2023-01-06 08:37:04

by Yipeng Zou

[permalink] [raw]
Subject: [RFC PATCH] irqchip/gic-v3: wait irq done to set affinity

Recently we have some problem about gic set affinity in our test.

This patch just aim to make some discuss about this problem.

For now, the implementation of gic set affinity going to take effects
immediately, and without check if any irq are being processed.

So, This leads to some problem, think about this scenario:

1. First, we have an irq was generated by an device.

2. In the processing of this irq(after handle event, before clear
IRQD_IRQ_INPROGRESS flag), we modify the route and the gic takes effect
immediately,at the same time the new one was generated again.
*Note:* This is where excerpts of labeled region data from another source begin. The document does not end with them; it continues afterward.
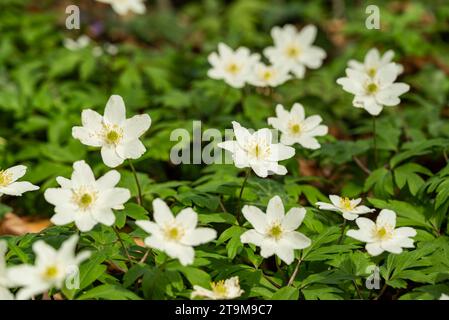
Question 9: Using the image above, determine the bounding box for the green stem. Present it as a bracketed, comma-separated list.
[287, 259, 302, 287]
[128, 159, 142, 206]
[373, 116, 378, 168]
[237, 168, 251, 221]
[338, 218, 346, 244]
[374, 282, 388, 300]
[112, 226, 133, 264]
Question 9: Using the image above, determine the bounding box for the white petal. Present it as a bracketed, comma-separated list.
[101, 146, 125, 168]
[342, 211, 359, 221]
[97, 170, 120, 189]
[75, 214, 98, 232]
[394, 227, 416, 238]
[115, 139, 146, 159]
[242, 205, 267, 233]
[267, 196, 285, 222]
[181, 228, 217, 246]
[44, 188, 73, 206]
[5, 165, 27, 182]
[92, 208, 115, 227]
[376, 209, 396, 228]
[104, 95, 126, 124]
[136, 220, 160, 234]
[240, 229, 264, 247]
[72, 127, 103, 147]
[0, 181, 39, 196]
[365, 242, 384, 256]
[72, 160, 95, 187]
[268, 143, 295, 161]
[175, 208, 198, 230]
[123, 114, 151, 140]
[284, 231, 312, 249]
[275, 245, 295, 264]
[282, 208, 306, 231]
[153, 198, 174, 226]
[81, 109, 103, 132]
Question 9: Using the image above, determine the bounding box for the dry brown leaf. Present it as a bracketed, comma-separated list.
[0, 213, 51, 236]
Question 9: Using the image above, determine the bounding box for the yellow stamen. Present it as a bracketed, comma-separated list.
[226, 63, 240, 75]
[286, 46, 301, 58]
[0, 170, 12, 187]
[164, 226, 184, 241]
[210, 280, 228, 297]
[366, 83, 379, 94]
[340, 197, 354, 211]
[268, 224, 282, 240]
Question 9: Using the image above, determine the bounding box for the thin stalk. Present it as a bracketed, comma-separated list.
[373, 116, 378, 168]
[338, 219, 346, 244]
[374, 282, 388, 300]
[128, 159, 142, 206]
[237, 168, 251, 221]
[287, 259, 302, 287]
[112, 226, 133, 264]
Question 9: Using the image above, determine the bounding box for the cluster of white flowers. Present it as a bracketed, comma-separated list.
[337, 48, 410, 116]
[208, 25, 326, 88]
[240, 196, 312, 264]
[218, 103, 328, 178]
[316, 195, 416, 256]
[136, 199, 217, 266]
[191, 277, 244, 300]
[0, 22, 416, 299]
[0, 235, 90, 300]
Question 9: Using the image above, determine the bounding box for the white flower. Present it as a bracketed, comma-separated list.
[268, 103, 328, 149]
[218, 121, 295, 178]
[240, 196, 312, 264]
[337, 63, 410, 116]
[97, 0, 146, 15]
[346, 209, 416, 256]
[248, 62, 291, 87]
[207, 43, 260, 88]
[72, 95, 151, 168]
[348, 48, 404, 77]
[64, 35, 90, 51]
[136, 199, 217, 266]
[0, 240, 14, 301]
[316, 195, 375, 220]
[0, 165, 39, 197]
[44, 160, 131, 231]
[191, 277, 244, 300]
[264, 25, 326, 78]
[8, 235, 90, 300]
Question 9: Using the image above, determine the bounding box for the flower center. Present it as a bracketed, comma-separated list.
[103, 125, 123, 145]
[340, 197, 354, 211]
[210, 280, 228, 297]
[286, 46, 301, 58]
[0, 170, 12, 187]
[248, 142, 271, 159]
[267, 223, 282, 240]
[289, 123, 301, 134]
[164, 226, 184, 241]
[262, 70, 273, 81]
[366, 83, 379, 94]
[73, 187, 97, 210]
[374, 226, 393, 240]
[42, 265, 59, 280]
[226, 62, 240, 75]
[367, 68, 377, 78]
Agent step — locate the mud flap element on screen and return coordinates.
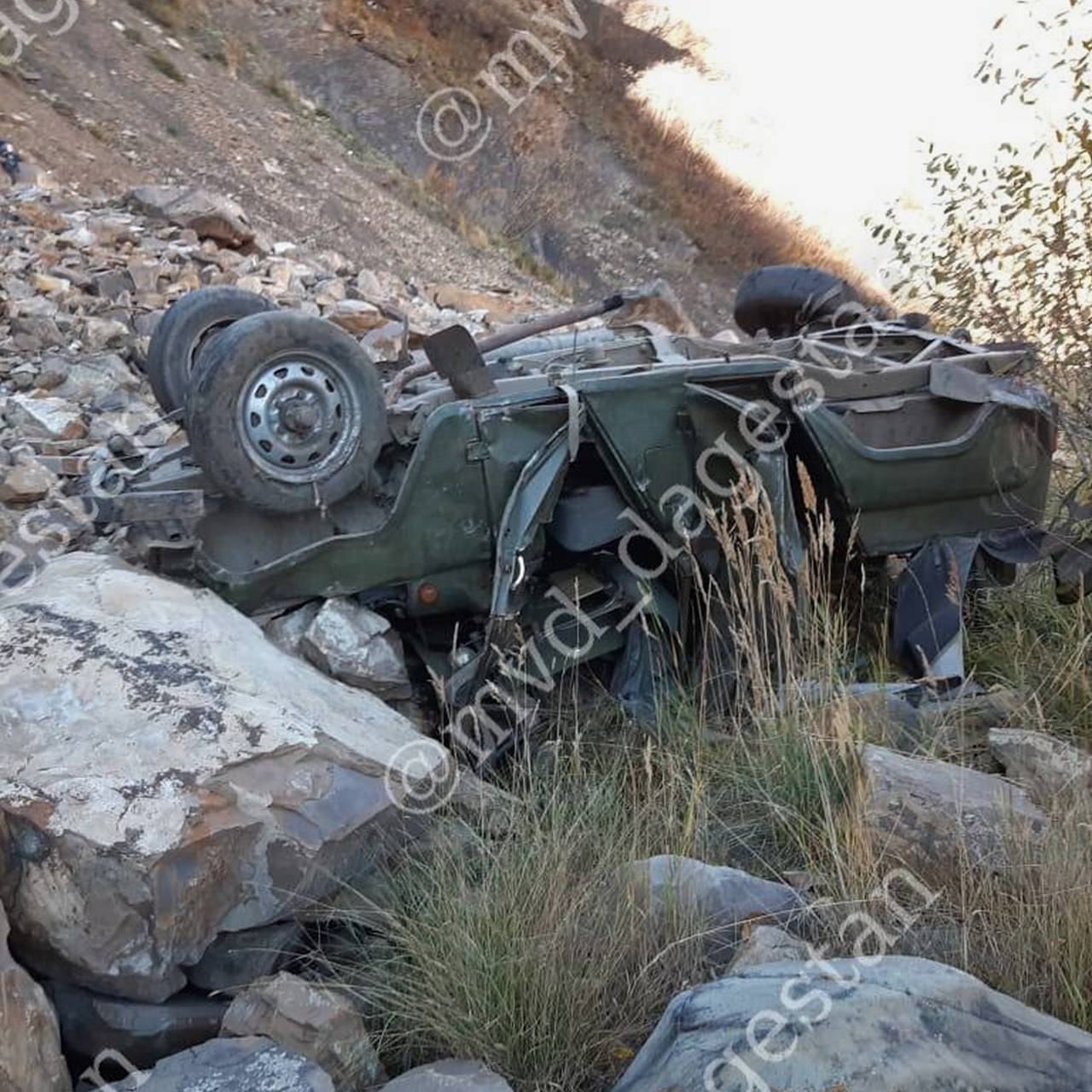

3. The new irq will be processing in other cpu which different form the
old one.

4. The new irq going to be discarded because of the flag IRQD_IRQ_INPROGRESS
has been set.

I notice that if we set IRQF_ONESHOT when register the irq, this problem
will gone.

But I'm also thinking about change the gic_set_affinity function, to wait
current irq done on all cpus before gic_write_irouter.
I'm not sure if that's appropriate.

Is the best workaround to use IRQF_ONESHOT to prevent reentrancy?

Please let me know, if have any other suggestions on this issue.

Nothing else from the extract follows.